Yirmidördüncü Söz / Dördüncü Dal'dan
ﺍَﻟَﻢْ ﺗَﺮَ ﺍَﻥَّ ﺍﻟﻠَّﻪَ ﻳَﺴْﺠُﺪُ ﻟَﻪُ ﻣَﻦْ ﻓِﻰ ﺍﻟﺴَّﻤَﻮَﺍﺕِ ﻭَﻣَﻦْ ﻓِﻰ ﺍْﻻ َﺭْﺽِ ﻭَﺍﻟﺸَّﻤْﺲُ ﻭَﺍﻟْﻘَﻤَﺮُ ﻭَﺍﻟﻨُّﺠُﻮﻡُ ﻭَﺍﻟْﺠِﺒَﺎﻝُ ﻭَﺍﻟﺸَّﺠَﺮُ ﻭَﺍﻟﺪَّﻭَٓﺍﺏُّ ﻭَﻛَﺜِﻴﺮٌ ﻣِﻦَ ﺍﻟﻨَّﺎﺱِ ﻭَﻛَﺜِﻴﺮٌ ﺣَﻖَّ ﻋَﻠَﻴْﻪِ ﺍﻟْﻌَﺬَﺍﺏُ ﻭَﻣَﻦْ ﻳُﻬِﻦِ ﺍﻟﻠَّﻪُ ﻓَﻤَﺎ ﻟَﻪُ ﻣِﻦْ ﻣُﻜْﺮِﻡٍ ﺍِﻥَّ ﺍﻟﻠَّﻪَ ﻳَﻔْﻌَﻞُ ﻣَﺎ ﻳَﺸَٓﺎﺀُ
Görmez misin ki, göklerde olanlar ve yerde olanlar, güneş, ay ve yıldızlar, dağlar, ağaçlar ve hayvanlar ve insanların birçoğu Allah’a secde eder. Birçoğu da vardır ki, onlar üzerine azab hak olmuştur. Allah kimi hor kılarsa, onu saadete kavuşturacak hiçbir kimse yoktur. Şüphesiz ki Allah dilediğini yapar. [Hac Sûresi: 18. (Bu âyet secde âyetidir.)]
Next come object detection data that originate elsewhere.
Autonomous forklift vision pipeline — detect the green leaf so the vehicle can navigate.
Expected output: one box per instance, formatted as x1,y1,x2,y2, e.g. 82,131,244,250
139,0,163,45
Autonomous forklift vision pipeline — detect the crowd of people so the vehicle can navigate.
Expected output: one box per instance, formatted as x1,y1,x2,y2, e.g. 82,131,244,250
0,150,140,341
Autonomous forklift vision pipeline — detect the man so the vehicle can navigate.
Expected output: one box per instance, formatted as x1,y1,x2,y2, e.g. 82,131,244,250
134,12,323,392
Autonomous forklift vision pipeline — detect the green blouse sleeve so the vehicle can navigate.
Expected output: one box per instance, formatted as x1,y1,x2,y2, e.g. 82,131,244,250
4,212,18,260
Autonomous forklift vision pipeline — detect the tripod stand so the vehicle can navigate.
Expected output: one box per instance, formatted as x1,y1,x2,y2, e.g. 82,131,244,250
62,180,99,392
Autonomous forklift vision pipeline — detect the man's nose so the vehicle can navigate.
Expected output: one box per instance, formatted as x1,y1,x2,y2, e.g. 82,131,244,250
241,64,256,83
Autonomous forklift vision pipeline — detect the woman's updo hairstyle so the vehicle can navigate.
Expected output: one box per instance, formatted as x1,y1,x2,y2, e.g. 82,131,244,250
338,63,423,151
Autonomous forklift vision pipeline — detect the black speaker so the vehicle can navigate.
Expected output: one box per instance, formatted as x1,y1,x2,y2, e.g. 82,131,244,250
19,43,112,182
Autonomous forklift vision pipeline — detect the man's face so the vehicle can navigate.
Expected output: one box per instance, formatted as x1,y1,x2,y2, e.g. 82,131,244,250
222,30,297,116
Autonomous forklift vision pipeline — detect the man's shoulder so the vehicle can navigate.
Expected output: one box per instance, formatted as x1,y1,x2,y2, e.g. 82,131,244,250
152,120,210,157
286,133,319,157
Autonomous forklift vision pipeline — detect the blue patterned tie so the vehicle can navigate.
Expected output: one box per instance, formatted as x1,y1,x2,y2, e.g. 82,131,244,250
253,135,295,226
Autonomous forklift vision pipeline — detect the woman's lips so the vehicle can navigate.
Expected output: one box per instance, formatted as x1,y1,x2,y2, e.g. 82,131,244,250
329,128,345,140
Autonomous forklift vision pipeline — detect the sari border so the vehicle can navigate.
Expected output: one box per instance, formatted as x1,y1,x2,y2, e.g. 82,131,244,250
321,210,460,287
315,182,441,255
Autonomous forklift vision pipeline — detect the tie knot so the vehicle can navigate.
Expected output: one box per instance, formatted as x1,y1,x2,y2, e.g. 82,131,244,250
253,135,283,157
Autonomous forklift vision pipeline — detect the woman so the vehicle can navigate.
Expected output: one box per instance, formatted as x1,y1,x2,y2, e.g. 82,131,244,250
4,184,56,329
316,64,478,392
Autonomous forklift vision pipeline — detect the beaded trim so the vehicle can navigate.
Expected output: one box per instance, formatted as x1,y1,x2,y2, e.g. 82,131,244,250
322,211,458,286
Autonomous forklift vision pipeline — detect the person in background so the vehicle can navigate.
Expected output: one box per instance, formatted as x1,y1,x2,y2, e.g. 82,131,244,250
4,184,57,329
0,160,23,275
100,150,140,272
Şu büyük ve geniş âyetin hazinesinden yalnız bir tek cevherini göstereceğiz. Şöyle ki:
Kur'an-ı Hakîm tasrih ediyor ki: Arştan ferşe, yıldızlardan sineklere, meleklerden semeklere, seyyarattan zerrelere kadar herşey Cenab-ı Hakk'a secde ve ibadet ve hamd ve tesbih eder. Fakat ibadetleri, mazhar oldukları esmalara ve kabiliyetlerine göre ayrı ayrıdır, çeşit çeşittir. Biz onların ibadetlerinin tenevvüünün bir nev'ini bir temsil ile beyan ederiz.
Meselâ: ﻭَ ﻟِﻠَّﻪِ ﺍﻟْﻤَﺜَﻞُ ﺍْﻻ َﻋْﻠَﻰ En yüce sıfatlar Allah’ındır. (Nahl Sûresi: 60.) Azîm bir Mâlik-ül Mülk, büyük bir şehri veya muhteşem bir sarayı bina ettiği vakit, o zât dört nevi ameleyi onun binasında istihdam ve istimal eder.